Love & Saffron by Kim Fay
Published: February 8, 2022 – Putnam
Book courtesy of the publisher
My take:
Calling all fans of “food fiction” and epistolary novels! I definitely fit into those categories. When a young woman writes a fan letter to a columnist for a monthly ‘home & life’ magazine it is the beginning of a lovely friendship.
Joan is a new food writer living in Los Angeles and Imogen is a 60-ish writer living with her husband on an island off the coast of Seattle. They share parts of their lives, the food they love, and hopes and dreams. The food descriptions had me drooling and I loved that a few recipes were included.

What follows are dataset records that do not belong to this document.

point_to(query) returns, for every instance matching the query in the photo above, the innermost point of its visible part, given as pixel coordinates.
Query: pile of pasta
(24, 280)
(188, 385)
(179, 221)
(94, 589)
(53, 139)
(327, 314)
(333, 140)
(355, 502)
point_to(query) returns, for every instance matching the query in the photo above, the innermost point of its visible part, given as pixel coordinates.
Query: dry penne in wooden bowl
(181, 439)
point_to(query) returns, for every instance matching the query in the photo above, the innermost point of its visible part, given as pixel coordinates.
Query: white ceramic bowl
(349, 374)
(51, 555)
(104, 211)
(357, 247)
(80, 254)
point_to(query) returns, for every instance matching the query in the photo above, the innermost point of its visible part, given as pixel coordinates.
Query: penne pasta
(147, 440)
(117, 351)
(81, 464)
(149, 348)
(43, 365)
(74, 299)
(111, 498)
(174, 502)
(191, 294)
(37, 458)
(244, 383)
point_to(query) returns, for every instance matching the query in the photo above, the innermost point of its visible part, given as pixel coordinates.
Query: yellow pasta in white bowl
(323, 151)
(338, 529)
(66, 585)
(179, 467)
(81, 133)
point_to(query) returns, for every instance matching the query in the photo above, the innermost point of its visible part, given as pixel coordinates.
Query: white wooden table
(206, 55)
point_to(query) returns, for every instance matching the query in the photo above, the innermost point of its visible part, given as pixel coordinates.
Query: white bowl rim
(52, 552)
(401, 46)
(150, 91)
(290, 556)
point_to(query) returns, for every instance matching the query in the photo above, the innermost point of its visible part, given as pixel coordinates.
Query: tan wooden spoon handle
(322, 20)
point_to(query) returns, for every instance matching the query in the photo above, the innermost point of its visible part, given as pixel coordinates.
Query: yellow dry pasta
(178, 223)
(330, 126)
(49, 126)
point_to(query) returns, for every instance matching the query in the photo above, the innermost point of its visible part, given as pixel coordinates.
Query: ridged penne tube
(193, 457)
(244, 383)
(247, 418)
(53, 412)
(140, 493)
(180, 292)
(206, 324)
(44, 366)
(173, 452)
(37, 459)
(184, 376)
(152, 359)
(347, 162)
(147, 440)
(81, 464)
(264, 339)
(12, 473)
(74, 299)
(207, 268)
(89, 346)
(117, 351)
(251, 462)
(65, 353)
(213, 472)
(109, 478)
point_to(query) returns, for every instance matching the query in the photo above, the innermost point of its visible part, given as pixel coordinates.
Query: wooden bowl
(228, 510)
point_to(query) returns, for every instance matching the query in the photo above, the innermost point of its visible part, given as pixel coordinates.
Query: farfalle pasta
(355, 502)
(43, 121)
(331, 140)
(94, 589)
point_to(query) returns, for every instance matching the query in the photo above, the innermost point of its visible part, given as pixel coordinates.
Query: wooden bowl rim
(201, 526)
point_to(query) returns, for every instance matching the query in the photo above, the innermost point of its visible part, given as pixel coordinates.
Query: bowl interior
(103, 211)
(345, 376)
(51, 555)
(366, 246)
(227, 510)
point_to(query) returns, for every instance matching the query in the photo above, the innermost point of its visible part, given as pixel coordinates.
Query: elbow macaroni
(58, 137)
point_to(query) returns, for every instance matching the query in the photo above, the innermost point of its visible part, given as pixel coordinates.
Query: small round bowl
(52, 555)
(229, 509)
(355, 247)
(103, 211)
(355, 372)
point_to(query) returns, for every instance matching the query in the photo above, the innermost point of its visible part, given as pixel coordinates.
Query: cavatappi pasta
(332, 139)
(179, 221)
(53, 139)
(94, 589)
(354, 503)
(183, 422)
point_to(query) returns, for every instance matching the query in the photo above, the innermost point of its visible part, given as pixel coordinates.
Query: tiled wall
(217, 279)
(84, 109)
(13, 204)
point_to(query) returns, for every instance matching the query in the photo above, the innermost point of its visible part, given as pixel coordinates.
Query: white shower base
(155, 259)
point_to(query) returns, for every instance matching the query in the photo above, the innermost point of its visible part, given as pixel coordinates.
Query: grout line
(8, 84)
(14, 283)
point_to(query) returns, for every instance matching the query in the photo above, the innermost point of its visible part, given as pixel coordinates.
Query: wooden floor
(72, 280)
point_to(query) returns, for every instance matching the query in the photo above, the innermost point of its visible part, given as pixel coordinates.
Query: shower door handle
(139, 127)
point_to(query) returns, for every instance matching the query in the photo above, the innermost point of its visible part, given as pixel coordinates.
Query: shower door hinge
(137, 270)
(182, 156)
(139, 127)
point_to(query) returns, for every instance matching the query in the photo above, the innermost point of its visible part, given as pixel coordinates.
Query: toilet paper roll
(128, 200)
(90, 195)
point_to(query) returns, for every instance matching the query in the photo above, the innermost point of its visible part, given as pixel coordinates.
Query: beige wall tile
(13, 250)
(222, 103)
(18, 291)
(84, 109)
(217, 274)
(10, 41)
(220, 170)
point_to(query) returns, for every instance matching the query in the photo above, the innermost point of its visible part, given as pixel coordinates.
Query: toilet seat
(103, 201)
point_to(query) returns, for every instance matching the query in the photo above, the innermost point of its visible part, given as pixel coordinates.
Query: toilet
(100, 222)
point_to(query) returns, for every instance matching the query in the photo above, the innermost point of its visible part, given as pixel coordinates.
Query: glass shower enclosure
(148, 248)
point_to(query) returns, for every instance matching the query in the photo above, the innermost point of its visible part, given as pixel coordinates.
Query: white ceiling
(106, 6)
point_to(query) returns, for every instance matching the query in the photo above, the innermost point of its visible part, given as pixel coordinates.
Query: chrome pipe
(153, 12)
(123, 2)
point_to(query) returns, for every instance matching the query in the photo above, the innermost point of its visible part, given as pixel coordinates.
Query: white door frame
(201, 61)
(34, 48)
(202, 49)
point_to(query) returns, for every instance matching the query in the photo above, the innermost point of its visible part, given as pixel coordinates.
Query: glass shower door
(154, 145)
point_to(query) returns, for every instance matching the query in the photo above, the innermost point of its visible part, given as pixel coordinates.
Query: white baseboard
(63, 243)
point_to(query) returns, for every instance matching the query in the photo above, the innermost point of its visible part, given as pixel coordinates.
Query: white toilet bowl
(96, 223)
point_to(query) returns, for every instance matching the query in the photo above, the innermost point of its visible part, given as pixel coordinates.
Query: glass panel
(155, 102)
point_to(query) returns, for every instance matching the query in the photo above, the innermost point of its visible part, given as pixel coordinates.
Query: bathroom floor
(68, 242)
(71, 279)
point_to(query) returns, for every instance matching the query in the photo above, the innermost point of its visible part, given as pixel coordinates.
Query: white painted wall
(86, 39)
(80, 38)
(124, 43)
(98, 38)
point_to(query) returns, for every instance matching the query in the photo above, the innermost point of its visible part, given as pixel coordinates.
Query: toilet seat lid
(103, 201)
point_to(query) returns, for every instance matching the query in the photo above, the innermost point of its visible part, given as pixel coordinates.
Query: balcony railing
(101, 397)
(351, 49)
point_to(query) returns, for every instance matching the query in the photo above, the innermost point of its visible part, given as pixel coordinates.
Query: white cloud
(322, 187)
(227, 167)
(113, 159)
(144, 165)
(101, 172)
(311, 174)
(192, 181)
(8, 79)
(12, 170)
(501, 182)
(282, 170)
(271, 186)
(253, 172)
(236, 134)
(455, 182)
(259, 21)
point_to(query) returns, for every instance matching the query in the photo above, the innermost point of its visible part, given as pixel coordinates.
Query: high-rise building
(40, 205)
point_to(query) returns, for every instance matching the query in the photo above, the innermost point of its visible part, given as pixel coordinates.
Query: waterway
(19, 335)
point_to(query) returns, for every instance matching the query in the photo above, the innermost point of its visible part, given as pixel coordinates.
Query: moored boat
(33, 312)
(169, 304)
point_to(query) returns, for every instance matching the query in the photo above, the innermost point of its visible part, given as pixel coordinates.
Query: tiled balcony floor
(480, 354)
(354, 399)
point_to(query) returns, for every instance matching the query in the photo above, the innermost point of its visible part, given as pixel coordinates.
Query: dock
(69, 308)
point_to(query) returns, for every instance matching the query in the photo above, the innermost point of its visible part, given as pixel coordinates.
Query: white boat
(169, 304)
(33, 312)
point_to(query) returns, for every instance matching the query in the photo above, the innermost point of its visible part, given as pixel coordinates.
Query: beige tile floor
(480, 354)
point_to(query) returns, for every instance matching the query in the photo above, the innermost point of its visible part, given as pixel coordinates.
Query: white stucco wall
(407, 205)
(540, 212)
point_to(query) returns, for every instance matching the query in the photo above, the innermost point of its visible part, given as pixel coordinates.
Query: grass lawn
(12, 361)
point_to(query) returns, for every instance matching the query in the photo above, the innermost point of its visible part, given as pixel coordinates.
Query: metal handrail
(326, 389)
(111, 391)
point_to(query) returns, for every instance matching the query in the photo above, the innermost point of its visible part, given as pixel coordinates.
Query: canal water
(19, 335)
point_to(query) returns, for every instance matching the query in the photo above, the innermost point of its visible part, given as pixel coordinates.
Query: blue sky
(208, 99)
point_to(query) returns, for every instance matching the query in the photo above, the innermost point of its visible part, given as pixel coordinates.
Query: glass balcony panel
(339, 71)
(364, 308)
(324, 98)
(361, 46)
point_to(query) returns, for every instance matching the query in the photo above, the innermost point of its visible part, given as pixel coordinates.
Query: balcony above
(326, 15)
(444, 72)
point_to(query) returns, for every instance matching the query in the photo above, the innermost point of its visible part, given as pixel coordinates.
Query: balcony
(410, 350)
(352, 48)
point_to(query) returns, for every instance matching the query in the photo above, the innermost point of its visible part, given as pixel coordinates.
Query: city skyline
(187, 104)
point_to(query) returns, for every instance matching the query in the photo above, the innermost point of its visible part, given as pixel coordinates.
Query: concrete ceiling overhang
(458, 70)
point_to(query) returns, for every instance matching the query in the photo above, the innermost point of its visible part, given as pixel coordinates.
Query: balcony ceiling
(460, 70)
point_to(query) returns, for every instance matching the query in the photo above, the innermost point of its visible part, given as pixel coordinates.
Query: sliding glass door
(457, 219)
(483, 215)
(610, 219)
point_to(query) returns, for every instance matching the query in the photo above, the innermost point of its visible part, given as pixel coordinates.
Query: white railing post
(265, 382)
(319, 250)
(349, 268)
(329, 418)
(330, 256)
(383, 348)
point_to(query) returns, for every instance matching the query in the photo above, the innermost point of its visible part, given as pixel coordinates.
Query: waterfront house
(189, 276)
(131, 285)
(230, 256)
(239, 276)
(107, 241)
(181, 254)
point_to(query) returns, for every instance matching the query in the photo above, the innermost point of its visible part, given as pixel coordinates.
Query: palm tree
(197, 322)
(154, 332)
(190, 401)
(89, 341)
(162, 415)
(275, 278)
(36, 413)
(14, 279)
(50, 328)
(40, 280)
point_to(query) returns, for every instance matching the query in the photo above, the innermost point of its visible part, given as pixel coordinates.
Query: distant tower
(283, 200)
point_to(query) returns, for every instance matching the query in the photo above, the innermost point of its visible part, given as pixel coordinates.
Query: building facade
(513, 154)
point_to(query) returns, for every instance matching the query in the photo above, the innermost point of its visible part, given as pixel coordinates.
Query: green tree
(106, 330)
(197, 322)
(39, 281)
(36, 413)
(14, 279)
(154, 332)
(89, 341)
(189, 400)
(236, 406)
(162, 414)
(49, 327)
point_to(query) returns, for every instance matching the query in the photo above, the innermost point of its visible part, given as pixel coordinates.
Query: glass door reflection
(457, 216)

A few notable events of the early 1960s are worked into the story and give a bit of heft to the setting. I appreciated that. What I loved most, though, was the friendship between two women from different generations. Just a lovely novel that I will recommend to friends this spring.
Description:
When twenty-seven-year-old Joan Bergstrom sends a fan letter–as well as a gift of saffron–to fifty-nine-year-old Imogen Fortier, a life-changing friendship begins. Joan lives in Los Angeles and is just starting out as a writer for the newspaper food pages. Imogen lives on Camano Island outside Seattle, writing a monthly column for a Pacific Northwest magazine, and while she can hunt elk and dig for clams, she’s never tasted fresh garlic–exotic fare in the Northwest of the sixties. As the two women commune through their letters, they build a closeness that sustains them through the Cuban Missile Crisis, the assassination of President Kennedy, and the unexpected in their own lives.

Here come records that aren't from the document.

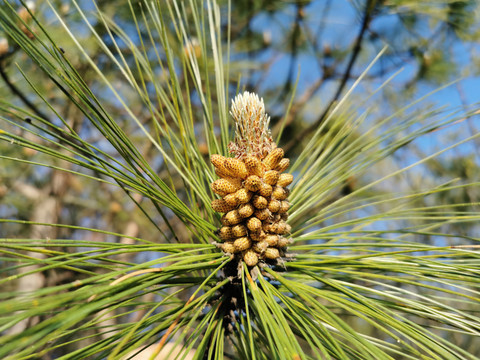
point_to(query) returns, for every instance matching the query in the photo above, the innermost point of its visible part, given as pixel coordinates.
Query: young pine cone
(253, 187)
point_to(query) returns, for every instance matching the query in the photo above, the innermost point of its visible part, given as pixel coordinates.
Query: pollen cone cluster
(252, 187)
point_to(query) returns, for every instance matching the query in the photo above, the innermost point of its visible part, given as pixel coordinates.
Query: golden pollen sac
(242, 243)
(225, 186)
(231, 200)
(254, 166)
(273, 159)
(263, 214)
(283, 165)
(220, 205)
(250, 257)
(233, 217)
(265, 190)
(243, 196)
(253, 183)
(274, 205)
(271, 177)
(246, 210)
(253, 188)
(254, 224)
(225, 233)
(239, 230)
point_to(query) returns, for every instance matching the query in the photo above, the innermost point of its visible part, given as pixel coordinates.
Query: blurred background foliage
(300, 56)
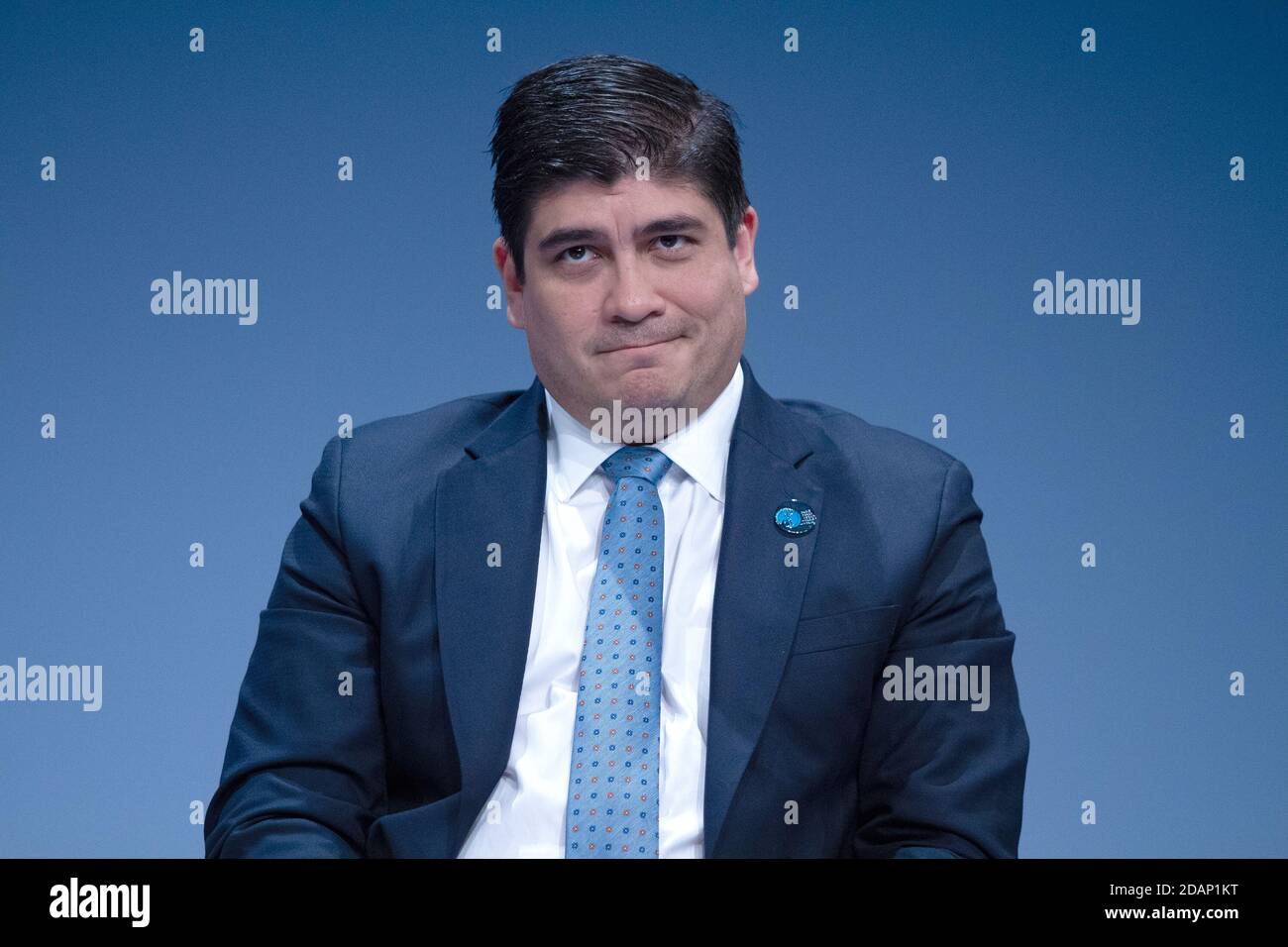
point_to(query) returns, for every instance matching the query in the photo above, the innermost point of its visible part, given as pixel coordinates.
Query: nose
(632, 295)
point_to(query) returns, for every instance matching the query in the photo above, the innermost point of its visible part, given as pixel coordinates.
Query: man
(496, 633)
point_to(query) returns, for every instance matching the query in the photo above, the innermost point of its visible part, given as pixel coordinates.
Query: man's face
(632, 294)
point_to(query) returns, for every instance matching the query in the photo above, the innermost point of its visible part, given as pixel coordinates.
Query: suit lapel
(484, 613)
(496, 493)
(758, 596)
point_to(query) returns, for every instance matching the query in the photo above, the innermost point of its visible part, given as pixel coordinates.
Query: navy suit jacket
(385, 577)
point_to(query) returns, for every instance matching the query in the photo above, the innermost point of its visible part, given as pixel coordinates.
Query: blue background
(915, 298)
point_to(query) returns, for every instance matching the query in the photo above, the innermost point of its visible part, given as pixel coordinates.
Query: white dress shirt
(526, 814)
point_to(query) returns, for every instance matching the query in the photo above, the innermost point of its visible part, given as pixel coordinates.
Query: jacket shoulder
(424, 441)
(879, 450)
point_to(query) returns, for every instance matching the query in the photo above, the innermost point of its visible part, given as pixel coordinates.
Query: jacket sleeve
(304, 774)
(936, 774)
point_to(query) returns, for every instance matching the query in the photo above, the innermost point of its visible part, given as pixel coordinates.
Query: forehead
(588, 202)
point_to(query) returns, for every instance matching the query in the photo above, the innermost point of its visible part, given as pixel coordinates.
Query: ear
(510, 282)
(745, 250)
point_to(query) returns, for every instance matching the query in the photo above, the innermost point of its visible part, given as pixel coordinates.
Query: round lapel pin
(795, 518)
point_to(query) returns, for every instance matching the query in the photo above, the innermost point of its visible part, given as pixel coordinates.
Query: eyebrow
(583, 235)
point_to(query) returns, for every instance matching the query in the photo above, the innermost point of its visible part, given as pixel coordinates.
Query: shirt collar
(699, 449)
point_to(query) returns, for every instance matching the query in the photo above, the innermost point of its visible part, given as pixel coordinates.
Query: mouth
(644, 347)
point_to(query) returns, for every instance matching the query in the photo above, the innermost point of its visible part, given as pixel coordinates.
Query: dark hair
(590, 116)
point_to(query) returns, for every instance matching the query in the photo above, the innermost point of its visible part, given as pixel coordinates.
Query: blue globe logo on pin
(795, 518)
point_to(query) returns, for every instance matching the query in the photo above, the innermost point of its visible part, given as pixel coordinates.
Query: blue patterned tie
(613, 781)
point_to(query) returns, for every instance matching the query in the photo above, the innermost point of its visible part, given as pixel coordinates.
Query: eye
(572, 250)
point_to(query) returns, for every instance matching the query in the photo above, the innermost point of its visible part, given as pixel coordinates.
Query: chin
(653, 385)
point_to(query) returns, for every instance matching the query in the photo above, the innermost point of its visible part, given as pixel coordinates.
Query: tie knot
(638, 460)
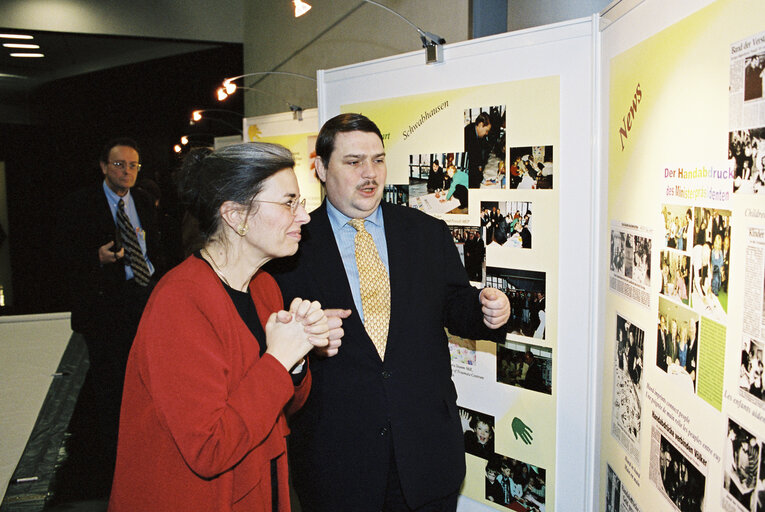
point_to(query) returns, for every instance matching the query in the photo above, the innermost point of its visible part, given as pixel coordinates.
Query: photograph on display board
(675, 275)
(679, 479)
(515, 484)
(678, 225)
(526, 291)
(396, 194)
(461, 351)
(472, 250)
(507, 223)
(754, 77)
(710, 258)
(438, 183)
(618, 498)
(751, 370)
(525, 366)
(478, 430)
(677, 344)
(628, 373)
(531, 167)
(485, 146)
(746, 154)
(630, 262)
(741, 463)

Food and a good life—they can’t be separated. It is a discovery the women share, not only with each other, but with the men in their lives. Because of her correspondence with Joan, Imogen’s decades-long marriage blossoms into something new and exciting, and in turn, Joan learns that true love does not always come in the form we expect it to. Into this beautiful, intimate world comes the ultimate test of Joan and Imogen’s friendship—a test that summons their unconditional trust in each other.

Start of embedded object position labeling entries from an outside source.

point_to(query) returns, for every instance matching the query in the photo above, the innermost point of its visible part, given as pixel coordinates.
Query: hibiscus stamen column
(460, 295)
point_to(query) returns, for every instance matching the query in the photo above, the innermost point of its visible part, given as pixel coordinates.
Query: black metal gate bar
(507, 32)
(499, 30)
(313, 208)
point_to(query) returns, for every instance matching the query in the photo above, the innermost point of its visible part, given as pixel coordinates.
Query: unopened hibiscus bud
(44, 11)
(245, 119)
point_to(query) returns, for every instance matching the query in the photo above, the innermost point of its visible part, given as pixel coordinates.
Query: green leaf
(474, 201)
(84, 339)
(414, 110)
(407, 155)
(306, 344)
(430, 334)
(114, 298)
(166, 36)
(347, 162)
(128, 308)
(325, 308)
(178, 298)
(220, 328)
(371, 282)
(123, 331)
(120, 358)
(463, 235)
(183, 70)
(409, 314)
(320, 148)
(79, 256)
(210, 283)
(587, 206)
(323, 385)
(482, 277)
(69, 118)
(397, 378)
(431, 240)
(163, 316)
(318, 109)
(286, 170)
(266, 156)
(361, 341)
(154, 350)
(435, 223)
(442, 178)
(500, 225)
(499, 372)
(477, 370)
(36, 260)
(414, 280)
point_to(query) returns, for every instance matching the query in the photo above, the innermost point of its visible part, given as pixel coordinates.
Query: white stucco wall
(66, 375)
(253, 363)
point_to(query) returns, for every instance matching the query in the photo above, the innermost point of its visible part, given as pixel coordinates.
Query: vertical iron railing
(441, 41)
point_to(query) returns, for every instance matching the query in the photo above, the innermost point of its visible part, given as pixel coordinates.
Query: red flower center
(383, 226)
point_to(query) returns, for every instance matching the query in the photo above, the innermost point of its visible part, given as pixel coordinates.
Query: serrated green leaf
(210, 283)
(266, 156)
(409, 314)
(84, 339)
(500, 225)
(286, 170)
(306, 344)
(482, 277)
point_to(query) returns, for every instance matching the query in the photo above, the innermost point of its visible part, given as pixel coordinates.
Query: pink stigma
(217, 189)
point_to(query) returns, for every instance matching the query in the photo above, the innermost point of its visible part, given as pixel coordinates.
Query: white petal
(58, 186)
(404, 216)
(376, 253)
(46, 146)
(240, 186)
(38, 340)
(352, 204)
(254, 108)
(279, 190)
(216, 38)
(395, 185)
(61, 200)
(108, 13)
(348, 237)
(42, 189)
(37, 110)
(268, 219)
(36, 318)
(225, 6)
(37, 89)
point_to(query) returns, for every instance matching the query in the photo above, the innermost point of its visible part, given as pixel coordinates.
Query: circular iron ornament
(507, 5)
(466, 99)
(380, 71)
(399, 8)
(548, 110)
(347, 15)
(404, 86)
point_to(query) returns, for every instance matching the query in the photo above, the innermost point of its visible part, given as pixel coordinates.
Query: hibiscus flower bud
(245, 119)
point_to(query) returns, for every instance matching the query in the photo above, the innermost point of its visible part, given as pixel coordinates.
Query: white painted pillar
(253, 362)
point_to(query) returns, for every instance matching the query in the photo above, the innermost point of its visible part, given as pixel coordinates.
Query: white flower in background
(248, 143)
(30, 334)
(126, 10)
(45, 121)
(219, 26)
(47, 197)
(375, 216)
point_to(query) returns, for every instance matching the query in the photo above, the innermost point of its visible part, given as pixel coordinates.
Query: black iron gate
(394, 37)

A brief respite from our chaotic world, Love & Saffron is a gem of a novel, a reminder that food and friendship are the antidote to most any heartache, and that human connection will always be worth creating. (publisher)
About the author:
Born in Seattle and raised throughout the Pacific Northwest, Kim Fay lived in Vietnam for four years and still travels to Southeast Asia frequently. A former bookseller, she is the author of Communion: A Culinary Journey Through Vietnam, winner of the World Gourmand Cookbook Awards’ Best Asian Cuisine Book in the United States, and The Map of Lost Memories, an Edgar Award finalist for Best First Novel. She is also the creator/editor of a series of guidebooks on Southeast Asia. Fay now lives in Los Angeles.